Arcade Fire’s ‘Baby Mine’ spread for ‘Dumbo’ has an odd turn

Individuals couldn’t have scripted a superior story than how Arcade Fire came to cover “Baby Mine” for the new Disney live-action remake of “Dumbo.”

For reasons unknown, Win Butler, frontman of the Grammy-winning band, has an exceptional connection to the 1941 animated original — to be specific a scene that utilizes an instrument considered a talking guitar that his grandfather, Alvino Rey, developed.

However, that was a happenstance that Disney reps didn’t have an inkling when they moved toward Arcade Fire about doing their fantastic take, which plays over the completion credits of director Tim Burton’s “Dumbo.”

“You can’t make up his grandfather’s instrument being used in the original animated film,” says Mitchell Leib, president, music and soundtracks, for Walt Disney Studios, who sealed the deal to get Arcade Fire. “That is just kismet,” he tells The Post. “This was just meant to be.”

At first, Leib — who likewise had a connection to “Baby Mine,” from Bette Midler singing it on the soundtrack of 1988’s “Beaches,” which he worked on earlier in his vocation at Disney — had been searching for a “contemporary female” to revamp the melody.
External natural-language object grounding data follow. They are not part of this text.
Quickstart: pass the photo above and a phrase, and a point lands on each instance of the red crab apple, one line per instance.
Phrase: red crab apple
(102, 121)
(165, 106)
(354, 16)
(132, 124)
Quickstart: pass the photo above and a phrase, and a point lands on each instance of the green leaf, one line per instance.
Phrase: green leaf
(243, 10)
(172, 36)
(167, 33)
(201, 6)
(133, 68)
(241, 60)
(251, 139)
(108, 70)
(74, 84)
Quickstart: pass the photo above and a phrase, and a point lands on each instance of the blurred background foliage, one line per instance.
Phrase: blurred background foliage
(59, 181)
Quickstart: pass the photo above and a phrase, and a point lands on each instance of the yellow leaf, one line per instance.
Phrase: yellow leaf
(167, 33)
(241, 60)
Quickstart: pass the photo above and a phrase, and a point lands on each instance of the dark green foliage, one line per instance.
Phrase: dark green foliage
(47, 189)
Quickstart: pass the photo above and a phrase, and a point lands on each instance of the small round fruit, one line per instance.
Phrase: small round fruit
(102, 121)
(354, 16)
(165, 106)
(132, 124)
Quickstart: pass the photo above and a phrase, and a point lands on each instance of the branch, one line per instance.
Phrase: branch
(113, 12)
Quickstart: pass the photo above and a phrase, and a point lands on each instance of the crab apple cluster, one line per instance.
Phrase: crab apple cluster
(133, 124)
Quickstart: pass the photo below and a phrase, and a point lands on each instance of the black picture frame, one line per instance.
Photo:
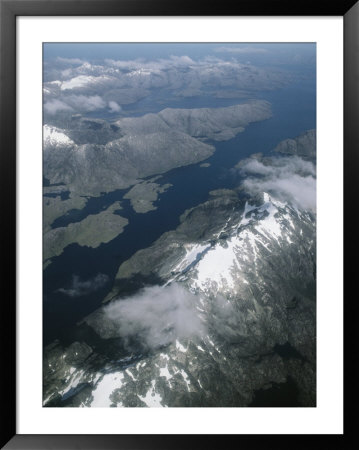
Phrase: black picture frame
(9, 10)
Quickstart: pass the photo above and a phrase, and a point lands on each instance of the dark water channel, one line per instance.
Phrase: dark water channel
(293, 113)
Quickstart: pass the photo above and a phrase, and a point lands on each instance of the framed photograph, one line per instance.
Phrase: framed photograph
(174, 179)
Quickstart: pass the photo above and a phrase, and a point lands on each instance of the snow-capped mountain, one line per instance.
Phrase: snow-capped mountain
(54, 137)
(249, 314)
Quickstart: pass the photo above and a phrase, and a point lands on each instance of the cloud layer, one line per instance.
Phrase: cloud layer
(76, 85)
(155, 316)
(289, 179)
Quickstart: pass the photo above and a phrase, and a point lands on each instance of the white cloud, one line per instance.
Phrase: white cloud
(286, 178)
(114, 107)
(240, 50)
(155, 316)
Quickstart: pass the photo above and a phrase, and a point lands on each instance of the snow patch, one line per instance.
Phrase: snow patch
(104, 388)
(152, 399)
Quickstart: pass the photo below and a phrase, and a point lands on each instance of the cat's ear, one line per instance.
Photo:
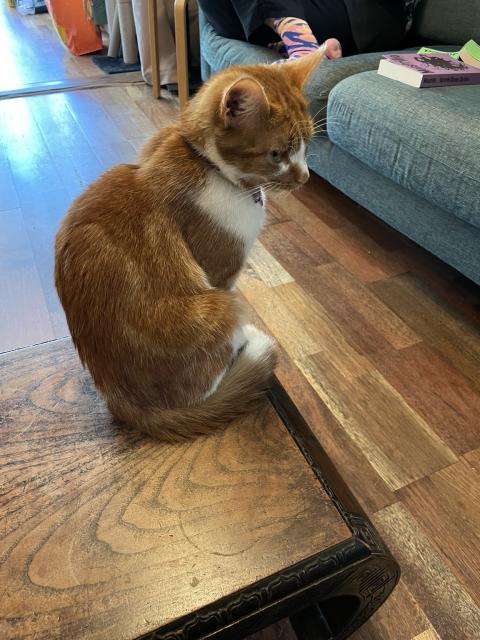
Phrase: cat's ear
(243, 99)
(300, 69)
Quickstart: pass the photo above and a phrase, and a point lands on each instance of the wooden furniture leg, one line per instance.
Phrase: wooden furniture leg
(153, 37)
(181, 45)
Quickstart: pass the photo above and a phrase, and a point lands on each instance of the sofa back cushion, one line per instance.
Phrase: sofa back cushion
(447, 21)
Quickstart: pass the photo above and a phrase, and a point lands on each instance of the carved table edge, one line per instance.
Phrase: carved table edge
(361, 566)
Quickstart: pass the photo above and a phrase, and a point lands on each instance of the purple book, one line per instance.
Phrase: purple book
(428, 69)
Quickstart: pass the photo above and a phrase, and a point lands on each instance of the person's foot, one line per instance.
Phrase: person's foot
(333, 48)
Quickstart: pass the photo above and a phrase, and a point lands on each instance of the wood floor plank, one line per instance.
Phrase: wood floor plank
(441, 327)
(429, 634)
(399, 618)
(398, 443)
(289, 329)
(8, 194)
(329, 339)
(368, 487)
(266, 267)
(436, 391)
(368, 323)
(451, 611)
(31, 52)
(301, 325)
(97, 127)
(345, 250)
(42, 219)
(296, 251)
(447, 506)
(24, 317)
(30, 160)
(324, 201)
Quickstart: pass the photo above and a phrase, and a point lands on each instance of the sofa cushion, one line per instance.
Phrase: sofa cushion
(426, 140)
(447, 21)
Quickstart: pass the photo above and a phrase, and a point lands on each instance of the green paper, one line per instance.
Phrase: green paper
(473, 49)
(453, 54)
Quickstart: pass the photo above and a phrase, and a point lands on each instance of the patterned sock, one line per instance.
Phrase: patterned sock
(295, 34)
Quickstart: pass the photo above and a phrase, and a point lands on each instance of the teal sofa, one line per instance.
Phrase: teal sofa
(410, 156)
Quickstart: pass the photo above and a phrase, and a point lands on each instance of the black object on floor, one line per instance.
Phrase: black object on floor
(114, 65)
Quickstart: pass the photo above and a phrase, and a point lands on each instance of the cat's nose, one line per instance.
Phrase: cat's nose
(301, 173)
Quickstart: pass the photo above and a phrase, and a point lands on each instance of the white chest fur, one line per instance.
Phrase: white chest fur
(232, 209)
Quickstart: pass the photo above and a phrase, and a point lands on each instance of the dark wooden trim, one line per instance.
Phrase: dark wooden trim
(331, 593)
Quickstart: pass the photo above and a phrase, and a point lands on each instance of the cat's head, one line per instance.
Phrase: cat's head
(253, 122)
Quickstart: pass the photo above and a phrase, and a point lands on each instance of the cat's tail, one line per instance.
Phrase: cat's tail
(241, 391)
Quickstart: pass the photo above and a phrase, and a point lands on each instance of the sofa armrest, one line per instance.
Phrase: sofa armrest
(441, 21)
(218, 53)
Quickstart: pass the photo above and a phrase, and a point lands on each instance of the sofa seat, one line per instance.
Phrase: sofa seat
(422, 139)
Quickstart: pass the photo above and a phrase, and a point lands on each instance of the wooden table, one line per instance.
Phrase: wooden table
(108, 534)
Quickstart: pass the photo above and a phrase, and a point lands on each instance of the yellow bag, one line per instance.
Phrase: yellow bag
(77, 32)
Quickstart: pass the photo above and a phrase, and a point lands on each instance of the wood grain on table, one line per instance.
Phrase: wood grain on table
(109, 533)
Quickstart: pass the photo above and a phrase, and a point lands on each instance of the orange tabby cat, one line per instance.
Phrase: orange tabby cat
(147, 257)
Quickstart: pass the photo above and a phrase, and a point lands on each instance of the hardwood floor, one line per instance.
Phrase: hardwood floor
(379, 341)
(32, 53)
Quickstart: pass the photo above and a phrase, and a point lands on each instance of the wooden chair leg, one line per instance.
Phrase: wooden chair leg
(181, 45)
(153, 38)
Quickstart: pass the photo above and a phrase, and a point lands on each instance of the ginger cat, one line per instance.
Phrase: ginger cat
(147, 257)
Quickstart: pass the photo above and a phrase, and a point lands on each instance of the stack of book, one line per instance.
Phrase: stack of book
(432, 68)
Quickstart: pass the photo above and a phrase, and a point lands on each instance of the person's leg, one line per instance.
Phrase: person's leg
(298, 39)
(310, 22)
(223, 18)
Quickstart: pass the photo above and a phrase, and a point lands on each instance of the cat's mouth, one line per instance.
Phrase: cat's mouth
(287, 186)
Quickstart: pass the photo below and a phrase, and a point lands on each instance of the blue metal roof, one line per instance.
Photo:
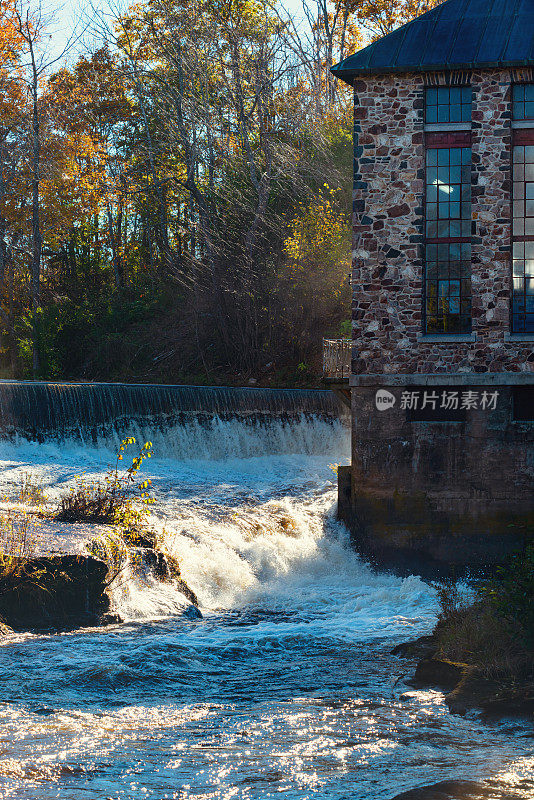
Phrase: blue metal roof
(458, 34)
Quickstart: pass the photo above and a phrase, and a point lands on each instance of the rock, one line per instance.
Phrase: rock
(424, 647)
(111, 619)
(438, 672)
(450, 790)
(192, 612)
(61, 592)
(165, 568)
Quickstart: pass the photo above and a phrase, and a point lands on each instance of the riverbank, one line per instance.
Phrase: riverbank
(468, 685)
(58, 576)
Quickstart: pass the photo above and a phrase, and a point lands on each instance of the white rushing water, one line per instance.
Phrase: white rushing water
(286, 686)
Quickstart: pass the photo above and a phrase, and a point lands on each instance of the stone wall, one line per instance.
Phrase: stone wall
(441, 497)
(388, 222)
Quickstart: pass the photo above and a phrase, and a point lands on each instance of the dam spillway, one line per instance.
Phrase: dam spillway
(90, 412)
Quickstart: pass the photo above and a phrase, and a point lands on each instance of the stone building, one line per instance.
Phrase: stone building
(442, 378)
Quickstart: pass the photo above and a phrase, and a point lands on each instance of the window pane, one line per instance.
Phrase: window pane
(523, 251)
(446, 104)
(448, 263)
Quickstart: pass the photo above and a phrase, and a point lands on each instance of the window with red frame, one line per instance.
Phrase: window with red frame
(523, 213)
(448, 235)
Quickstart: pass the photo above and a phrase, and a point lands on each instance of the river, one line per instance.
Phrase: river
(285, 688)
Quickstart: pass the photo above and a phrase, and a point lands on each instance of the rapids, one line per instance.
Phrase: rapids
(286, 686)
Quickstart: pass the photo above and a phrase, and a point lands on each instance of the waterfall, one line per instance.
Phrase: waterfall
(90, 412)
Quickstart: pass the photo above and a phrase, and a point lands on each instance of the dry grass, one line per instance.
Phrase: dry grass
(111, 499)
(90, 501)
(470, 630)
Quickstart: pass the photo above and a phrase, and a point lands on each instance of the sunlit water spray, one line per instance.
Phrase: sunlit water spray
(286, 686)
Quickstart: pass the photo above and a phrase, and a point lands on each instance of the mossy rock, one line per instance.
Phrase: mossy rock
(61, 592)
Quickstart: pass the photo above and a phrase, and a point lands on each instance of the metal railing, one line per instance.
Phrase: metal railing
(337, 355)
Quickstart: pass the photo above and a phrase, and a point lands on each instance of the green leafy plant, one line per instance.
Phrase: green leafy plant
(30, 490)
(111, 500)
(512, 592)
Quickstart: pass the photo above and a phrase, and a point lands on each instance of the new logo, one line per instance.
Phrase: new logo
(384, 400)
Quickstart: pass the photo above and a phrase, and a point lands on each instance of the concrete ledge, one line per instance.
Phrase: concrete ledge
(519, 337)
(447, 127)
(446, 338)
(446, 379)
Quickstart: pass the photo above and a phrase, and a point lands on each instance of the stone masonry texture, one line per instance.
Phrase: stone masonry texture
(388, 228)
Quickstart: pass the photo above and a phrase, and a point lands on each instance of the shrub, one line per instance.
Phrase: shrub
(30, 490)
(110, 500)
(511, 592)
(18, 539)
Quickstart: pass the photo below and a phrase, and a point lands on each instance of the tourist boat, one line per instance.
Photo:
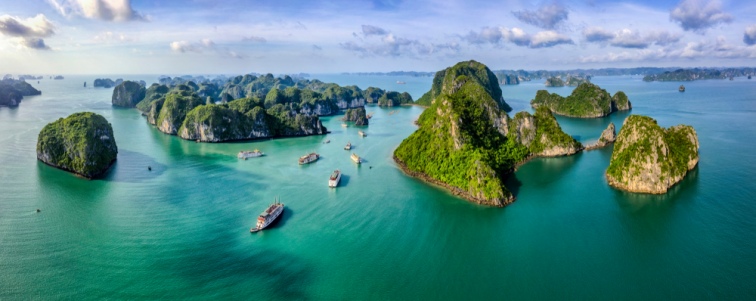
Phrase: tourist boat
(309, 158)
(333, 181)
(249, 154)
(356, 158)
(268, 216)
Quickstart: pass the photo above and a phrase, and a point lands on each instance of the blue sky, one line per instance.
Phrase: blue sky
(232, 37)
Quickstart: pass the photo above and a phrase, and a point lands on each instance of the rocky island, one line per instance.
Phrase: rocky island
(586, 101)
(128, 94)
(12, 91)
(466, 142)
(357, 115)
(650, 159)
(82, 143)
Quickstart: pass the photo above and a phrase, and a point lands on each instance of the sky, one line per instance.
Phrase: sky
(313, 36)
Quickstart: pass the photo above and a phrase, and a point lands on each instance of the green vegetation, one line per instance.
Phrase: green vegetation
(357, 115)
(586, 101)
(82, 143)
(649, 158)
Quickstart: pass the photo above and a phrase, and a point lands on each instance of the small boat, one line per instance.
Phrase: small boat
(356, 158)
(309, 158)
(249, 154)
(268, 216)
(333, 181)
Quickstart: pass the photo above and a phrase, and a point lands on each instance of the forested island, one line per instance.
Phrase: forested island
(586, 101)
(12, 91)
(248, 107)
(468, 144)
(650, 159)
(82, 143)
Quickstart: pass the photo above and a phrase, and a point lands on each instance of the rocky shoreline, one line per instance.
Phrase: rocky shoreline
(454, 190)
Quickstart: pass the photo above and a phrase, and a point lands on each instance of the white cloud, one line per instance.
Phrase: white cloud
(699, 15)
(627, 38)
(29, 32)
(749, 37)
(106, 10)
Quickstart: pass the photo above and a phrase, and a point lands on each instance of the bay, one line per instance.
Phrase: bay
(180, 231)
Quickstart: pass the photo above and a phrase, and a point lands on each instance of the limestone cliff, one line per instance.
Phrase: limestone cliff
(82, 143)
(650, 159)
(128, 94)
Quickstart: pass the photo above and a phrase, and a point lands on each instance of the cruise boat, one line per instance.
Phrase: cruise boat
(309, 158)
(249, 154)
(268, 216)
(356, 158)
(333, 181)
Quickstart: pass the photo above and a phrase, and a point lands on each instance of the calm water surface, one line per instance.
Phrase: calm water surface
(180, 231)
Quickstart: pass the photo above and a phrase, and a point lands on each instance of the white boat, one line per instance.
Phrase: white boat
(249, 154)
(309, 158)
(333, 181)
(268, 216)
(356, 158)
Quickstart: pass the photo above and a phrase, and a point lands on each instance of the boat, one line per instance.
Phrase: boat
(268, 216)
(333, 181)
(249, 154)
(356, 158)
(309, 158)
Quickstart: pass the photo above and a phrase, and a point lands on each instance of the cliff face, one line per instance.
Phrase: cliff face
(357, 115)
(648, 158)
(586, 101)
(82, 143)
(542, 135)
(459, 144)
(128, 94)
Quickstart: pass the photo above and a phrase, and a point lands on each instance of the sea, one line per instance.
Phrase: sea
(181, 230)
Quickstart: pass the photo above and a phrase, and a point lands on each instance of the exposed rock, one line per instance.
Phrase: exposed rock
(82, 143)
(650, 159)
(357, 115)
(128, 94)
(586, 101)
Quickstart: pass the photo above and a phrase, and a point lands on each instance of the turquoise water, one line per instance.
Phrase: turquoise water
(181, 230)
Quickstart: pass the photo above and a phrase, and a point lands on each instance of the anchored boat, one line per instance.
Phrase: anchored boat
(309, 158)
(333, 181)
(268, 216)
(249, 154)
(356, 158)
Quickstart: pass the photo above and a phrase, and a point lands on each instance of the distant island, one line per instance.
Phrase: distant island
(650, 159)
(247, 107)
(468, 144)
(82, 143)
(12, 91)
(586, 101)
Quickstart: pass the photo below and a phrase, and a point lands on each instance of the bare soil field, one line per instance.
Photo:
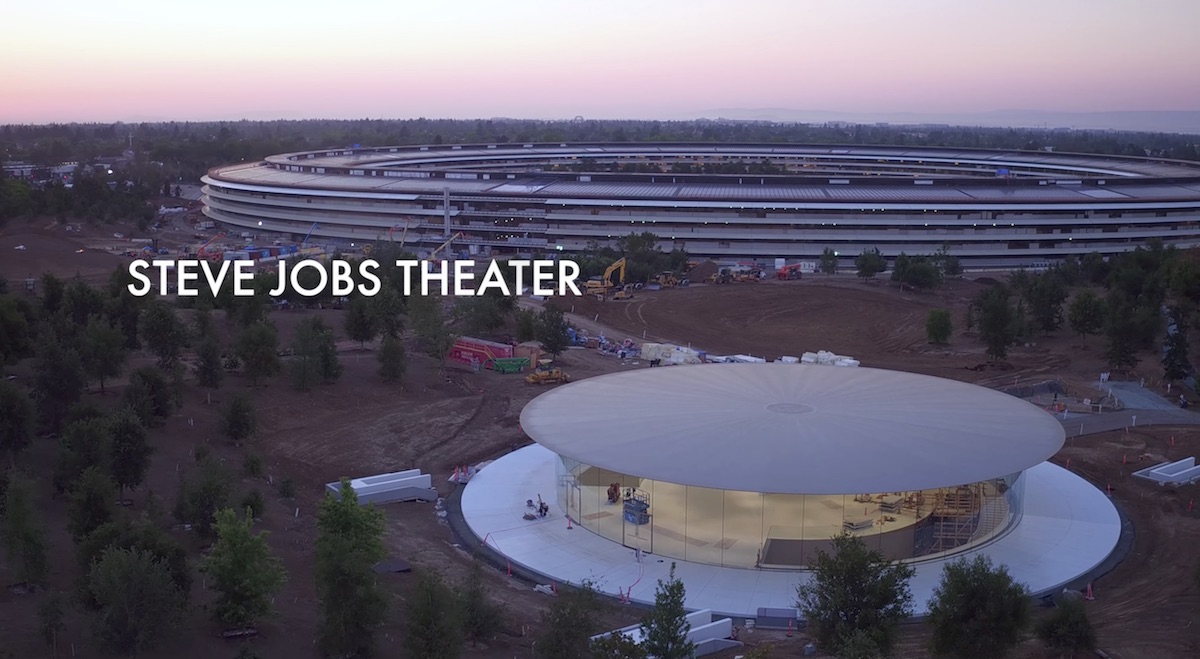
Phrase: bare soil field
(439, 419)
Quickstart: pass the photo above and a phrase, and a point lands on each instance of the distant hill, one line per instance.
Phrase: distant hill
(1182, 121)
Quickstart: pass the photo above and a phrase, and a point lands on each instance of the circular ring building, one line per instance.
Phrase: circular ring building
(744, 472)
(724, 202)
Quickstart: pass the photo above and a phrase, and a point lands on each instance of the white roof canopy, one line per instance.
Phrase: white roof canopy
(792, 427)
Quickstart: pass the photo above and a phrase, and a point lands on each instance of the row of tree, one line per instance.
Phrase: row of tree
(856, 598)
(1150, 299)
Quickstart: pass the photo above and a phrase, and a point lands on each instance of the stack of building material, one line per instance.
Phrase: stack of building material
(828, 359)
(667, 353)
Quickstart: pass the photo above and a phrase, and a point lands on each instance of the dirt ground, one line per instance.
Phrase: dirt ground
(359, 426)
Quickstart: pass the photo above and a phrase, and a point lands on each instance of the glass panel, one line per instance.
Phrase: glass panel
(705, 532)
(743, 528)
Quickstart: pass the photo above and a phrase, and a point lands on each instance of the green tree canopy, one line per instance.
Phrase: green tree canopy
(244, 570)
(855, 589)
(977, 610)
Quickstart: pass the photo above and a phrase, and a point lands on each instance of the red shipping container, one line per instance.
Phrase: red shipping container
(475, 351)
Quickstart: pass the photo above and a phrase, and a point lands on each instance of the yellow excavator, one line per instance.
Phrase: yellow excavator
(613, 276)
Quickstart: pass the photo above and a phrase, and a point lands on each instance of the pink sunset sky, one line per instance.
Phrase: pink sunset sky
(133, 60)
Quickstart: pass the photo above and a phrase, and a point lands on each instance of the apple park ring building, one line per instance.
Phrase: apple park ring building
(725, 202)
(742, 473)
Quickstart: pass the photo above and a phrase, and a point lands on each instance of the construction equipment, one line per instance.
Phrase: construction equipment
(547, 373)
(724, 276)
(307, 235)
(507, 364)
(403, 235)
(666, 280)
(204, 253)
(433, 255)
(790, 273)
(615, 275)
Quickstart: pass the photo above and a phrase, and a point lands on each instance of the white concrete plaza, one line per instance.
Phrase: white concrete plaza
(1068, 528)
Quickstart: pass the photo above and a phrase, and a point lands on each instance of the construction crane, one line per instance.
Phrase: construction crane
(433, 255)
(613, 276)
(307, 235)
(203, 251)
(403, 235)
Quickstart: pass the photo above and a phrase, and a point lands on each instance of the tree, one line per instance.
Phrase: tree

On his list of things to get for the tune about Dumbo being isolated from his elephant mother were Lorde, Adele and Halsey.

It was Norwegian alt-pop vocalist Aurora who wound up singing the version that first showed up on the mystery trailer for the film. Be that as it may, the thought came to fruition to flip the gender on who might sing the melody (which is additionally performed by actress Sharon Rooney, as Miss Atlantis, in a scene) when Leib went over a YouTube video of Smashing Pumpkins doing “Baby Mine” in concert.

At that point, after Arcade Fire’s operator proposed them, it turned out Burton was a big fan of the band — and vice versa. “This all just happened in February . . . in about six days,” says Leib of the Arcade Fire version, which also features vocals by the band’s Régine Chassagne, Butler’s wife. “It’s not us, like, trying to whip up some hit single. It’s doing something pure for a movie.”

The magic is in the song — composed by Ned Washington and Frank Churchill — says Leib. “It’s the inherent emotion of it, “ he says. “It is the universal mother speaking to and comforting the universal child.”